I think we will see some people employed (though perhaps not explicitly) as meat shields: people who are accountable for ML systems under their supervision. The accountability may be purely internal, as when Meta hires human beings to review the decisions of automated moderation systems. It may be external, as when lawyers are penalized for submitting LLM lies to the court. It may involve formalized responsibility, like a Data Protection Officer. It may be convenient for a company to have third-party subcontractors, like Buscaglia, who can be thrown under the bus when the system as a whole misbehaves. Perhaps drivers whose mostly-automated cars crash will be held responsible in the same way—Madeline Clare Elish calls this concept a moral crumple zone.
Having written this, I am suddenly seized with a vision of a congressional hearing interviewing a Large Language Model. “You’re absolutely right, Senator. I did embezzle those sixty-five million dollars. Here’s the breakdown…”

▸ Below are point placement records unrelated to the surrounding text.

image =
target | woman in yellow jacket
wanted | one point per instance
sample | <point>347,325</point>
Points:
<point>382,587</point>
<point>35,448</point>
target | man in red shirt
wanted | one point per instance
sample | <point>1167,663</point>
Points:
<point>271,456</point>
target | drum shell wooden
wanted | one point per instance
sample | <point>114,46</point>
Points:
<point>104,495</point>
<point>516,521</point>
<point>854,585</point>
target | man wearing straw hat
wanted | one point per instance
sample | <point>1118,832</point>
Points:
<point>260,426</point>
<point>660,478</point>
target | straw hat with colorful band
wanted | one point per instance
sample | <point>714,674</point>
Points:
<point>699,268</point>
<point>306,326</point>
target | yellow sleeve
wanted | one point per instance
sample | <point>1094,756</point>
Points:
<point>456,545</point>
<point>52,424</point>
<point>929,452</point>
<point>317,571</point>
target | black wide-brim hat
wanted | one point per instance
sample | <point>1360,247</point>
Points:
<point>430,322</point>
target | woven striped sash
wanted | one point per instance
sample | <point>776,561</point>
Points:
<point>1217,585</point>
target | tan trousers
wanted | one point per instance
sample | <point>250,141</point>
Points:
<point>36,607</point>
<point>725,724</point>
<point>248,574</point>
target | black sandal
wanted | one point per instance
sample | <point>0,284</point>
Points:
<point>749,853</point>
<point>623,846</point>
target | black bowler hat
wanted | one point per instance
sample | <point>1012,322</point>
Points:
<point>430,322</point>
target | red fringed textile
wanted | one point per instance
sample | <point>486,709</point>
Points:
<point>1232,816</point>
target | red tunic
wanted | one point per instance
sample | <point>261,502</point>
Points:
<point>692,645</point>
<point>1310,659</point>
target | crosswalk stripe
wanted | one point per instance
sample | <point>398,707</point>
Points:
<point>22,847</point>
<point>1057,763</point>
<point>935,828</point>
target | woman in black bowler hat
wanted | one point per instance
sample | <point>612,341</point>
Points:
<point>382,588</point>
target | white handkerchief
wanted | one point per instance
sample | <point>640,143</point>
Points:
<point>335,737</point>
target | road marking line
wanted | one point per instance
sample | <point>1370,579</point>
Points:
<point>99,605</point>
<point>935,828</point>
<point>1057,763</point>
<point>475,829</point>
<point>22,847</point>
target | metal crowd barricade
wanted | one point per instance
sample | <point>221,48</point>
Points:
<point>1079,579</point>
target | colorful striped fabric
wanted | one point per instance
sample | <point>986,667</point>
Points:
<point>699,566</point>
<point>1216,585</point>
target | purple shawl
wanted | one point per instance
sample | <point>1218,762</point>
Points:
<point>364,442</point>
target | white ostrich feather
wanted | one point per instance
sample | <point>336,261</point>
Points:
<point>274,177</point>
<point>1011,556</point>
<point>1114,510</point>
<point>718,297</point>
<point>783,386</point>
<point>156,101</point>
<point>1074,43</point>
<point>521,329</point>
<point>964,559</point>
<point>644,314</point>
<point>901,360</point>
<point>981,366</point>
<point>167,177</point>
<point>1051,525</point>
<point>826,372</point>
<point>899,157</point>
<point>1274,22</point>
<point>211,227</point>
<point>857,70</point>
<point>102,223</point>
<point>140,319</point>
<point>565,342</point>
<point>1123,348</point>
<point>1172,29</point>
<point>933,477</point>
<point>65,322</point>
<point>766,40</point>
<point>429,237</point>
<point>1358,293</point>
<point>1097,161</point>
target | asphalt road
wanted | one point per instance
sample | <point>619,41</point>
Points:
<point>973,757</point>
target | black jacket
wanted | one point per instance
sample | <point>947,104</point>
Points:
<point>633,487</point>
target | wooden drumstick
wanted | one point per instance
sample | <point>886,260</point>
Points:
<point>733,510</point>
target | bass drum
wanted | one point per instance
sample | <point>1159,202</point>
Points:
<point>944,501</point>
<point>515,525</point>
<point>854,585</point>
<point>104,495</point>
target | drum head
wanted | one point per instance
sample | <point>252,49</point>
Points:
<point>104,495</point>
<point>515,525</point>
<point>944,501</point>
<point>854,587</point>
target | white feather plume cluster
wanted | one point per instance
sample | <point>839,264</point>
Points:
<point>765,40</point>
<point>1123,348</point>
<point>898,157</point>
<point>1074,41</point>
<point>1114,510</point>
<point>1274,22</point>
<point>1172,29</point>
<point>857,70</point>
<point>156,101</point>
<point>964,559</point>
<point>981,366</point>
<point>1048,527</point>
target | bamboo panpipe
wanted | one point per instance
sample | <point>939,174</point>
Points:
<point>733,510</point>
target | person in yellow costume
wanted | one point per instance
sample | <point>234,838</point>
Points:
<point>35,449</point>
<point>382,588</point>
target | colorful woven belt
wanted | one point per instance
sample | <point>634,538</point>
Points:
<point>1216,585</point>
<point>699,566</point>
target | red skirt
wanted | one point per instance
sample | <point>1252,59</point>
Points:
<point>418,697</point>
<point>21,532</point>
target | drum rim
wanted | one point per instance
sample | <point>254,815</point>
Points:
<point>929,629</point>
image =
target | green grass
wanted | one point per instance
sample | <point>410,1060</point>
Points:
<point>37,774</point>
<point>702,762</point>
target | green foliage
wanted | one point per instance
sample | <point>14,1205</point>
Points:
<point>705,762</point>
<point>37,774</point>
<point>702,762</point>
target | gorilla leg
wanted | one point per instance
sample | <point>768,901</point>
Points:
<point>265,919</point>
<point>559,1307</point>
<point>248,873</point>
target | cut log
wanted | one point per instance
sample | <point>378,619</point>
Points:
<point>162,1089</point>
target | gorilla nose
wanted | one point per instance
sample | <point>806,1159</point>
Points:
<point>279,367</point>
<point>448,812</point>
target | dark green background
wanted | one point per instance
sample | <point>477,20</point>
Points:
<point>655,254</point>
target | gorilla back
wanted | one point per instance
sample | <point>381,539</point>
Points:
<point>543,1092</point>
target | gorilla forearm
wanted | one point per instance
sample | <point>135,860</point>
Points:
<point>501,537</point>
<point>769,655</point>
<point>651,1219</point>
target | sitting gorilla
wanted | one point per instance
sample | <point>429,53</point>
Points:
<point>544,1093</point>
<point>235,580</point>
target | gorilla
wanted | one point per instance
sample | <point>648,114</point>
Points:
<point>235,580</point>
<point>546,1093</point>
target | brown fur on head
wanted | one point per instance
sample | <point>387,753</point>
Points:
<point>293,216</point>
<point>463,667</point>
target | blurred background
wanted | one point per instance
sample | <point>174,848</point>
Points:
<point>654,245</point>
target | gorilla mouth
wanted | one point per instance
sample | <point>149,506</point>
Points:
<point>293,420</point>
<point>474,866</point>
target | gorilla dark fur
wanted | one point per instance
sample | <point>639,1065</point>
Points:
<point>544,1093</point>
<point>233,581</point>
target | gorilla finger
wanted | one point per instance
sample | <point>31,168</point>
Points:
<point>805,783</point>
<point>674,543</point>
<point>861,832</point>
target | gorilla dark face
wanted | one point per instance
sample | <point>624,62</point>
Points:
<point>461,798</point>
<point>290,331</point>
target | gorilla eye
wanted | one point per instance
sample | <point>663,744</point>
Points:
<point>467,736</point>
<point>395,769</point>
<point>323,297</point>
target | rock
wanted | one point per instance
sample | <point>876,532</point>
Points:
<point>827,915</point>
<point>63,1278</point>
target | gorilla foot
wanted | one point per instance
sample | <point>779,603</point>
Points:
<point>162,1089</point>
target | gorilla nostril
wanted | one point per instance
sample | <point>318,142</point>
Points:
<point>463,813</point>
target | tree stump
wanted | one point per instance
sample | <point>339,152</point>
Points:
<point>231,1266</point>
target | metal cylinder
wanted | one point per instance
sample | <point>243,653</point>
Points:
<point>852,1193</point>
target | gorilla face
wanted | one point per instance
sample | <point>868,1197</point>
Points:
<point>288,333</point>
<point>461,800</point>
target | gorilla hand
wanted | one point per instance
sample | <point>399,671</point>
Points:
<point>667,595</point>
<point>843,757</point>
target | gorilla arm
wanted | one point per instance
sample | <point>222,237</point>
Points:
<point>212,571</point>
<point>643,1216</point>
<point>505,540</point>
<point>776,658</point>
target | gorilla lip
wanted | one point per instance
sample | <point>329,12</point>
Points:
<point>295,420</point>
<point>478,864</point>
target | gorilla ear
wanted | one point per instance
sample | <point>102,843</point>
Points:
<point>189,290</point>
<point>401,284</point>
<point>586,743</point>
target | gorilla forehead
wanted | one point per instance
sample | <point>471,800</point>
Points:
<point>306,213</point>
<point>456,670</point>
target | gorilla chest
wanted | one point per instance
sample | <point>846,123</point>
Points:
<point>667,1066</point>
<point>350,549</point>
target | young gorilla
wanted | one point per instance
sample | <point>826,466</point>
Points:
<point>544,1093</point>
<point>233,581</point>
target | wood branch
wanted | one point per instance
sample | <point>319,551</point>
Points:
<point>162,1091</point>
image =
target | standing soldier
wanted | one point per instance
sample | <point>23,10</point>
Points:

When models go wrong, we will want to know why. What led the drone to abandon its intended target and detonate in a field hospital? Why is the healthcare model less likely to accurately diagnose Black people? How culpable should the automated taxi company be when one of its vehicles runs over a child? Why does the social media company’s automated moderation system keep flagging screenshots of Donkey Kong as nudity?
These tasks could fall to a haruspex: a person responsible for sifting through a model’s inputs, outputs, and internal states, trying to synthesize an account for its behavior. Some of this work will be deep investigations into a single case, and other situations will demand broader statistical analysis. Haruspices might be deployed internally by ML companies, by their users, independent journalists, courts, and agencies like the NTSB.